ㅤ ㅤㅤEm seu trabalho Amor atravessado pela pulsão de morte, Cleudes Slongo (2012, p. 2) envereda pelo caminho que leva a mulher do amor à angústia e à devastação. Para ela, “a mulher se dirige ao homem pelo imperativo de que ele a ame incondicionalmente; que diga o significante de seu ser, que a faria, enfim, toda”. Especialmente para a mulher o amor parece assumir um caráter central, poderia se dizer estruturante.
ㅤ ㅤㅤQuando Medeia não consegue mais extrair dessa parceria amorosa signos de amor, ela o destrói; é arrebatada por um pendor à agressão. Como se houvesse um tal imperativo que diz: “Se não me amas, desta relação não resta mais nada!”. Ela parece interpretar este dito ao pé da letra: envenena a princesa Glauce e seu pai, comete o infanticídio e deixa a si e a Jasão expatriados. Em quê se transforma esse signo de amor? – poderíamos nos perguntar. É a pulsão de morte que se manifesta em sua face absoluta e empuxa Medeia à devastação.
ㅤ ㅤㅤMais amiga do real, a relação da mulher com a angústia não é resguardada pelo significante, como é para o homem. Diz Miller:
“quanto ao gozo, o gozo copulatório, o sujeito feminino nada perde na história e, quanto ao desejo, esse sujeito tem uma relação direta com o desejo do Outro que não é mediado, que não tem por intermediário o -φ”. (MILLER, 2005, p. 30)
ㅤ ㅤㅤPara explicar a angústia na mulher, Freud se ampara na ideia de angústia de castração e no que chamou de pré-édipo. Idealmente, a angústia de castração na menina se dá pela mãe castrada; é quando o pai se tornaria objeto de amor e a mãe alvo de depreciação. A condição da mulher para a angústia, afirma Freud (2014, p. 64), consiste na perda do amor do objeto.
ㅤ ㅤㅤMedeia nos mostra o caráter estruturante que assume o amor para uma mulher. Ela demanda que Jasão a ame ilimitadamente, quer ser tudo para ele. Por amor, ela realiza tarefas hercúleas, dá a Jasão o velocino de ouro, mata e despedaça o irmão Apsirto para fugir de sua terra natal, a Cólquida, na Grécia. A traição de Jasão é verdadeiramente uma ferida narcísica para Medeia.
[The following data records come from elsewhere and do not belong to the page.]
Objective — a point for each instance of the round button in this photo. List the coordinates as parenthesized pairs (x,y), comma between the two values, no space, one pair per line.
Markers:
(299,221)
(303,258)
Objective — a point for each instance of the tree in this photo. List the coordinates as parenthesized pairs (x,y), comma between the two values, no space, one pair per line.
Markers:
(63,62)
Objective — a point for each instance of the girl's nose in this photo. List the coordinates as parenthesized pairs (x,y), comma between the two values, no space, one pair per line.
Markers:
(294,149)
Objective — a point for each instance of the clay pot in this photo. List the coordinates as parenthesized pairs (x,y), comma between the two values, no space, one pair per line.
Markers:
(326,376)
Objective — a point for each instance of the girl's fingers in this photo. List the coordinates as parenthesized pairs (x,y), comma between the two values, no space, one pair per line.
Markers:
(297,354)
ㅤ ㅤㅤ“Uma inclinação à pulsão de morte costuma se manifestar com maior instensidade quando os tão esperados signos de amor ou de desejo não se acham presentes” (SLONGO, 2012, p. 3). Assim como a outra face do desejo é a angústia, o outro lado da demanda de amor ilimitado é a devastação. Medeia, como muitas mulheres, ama o amor.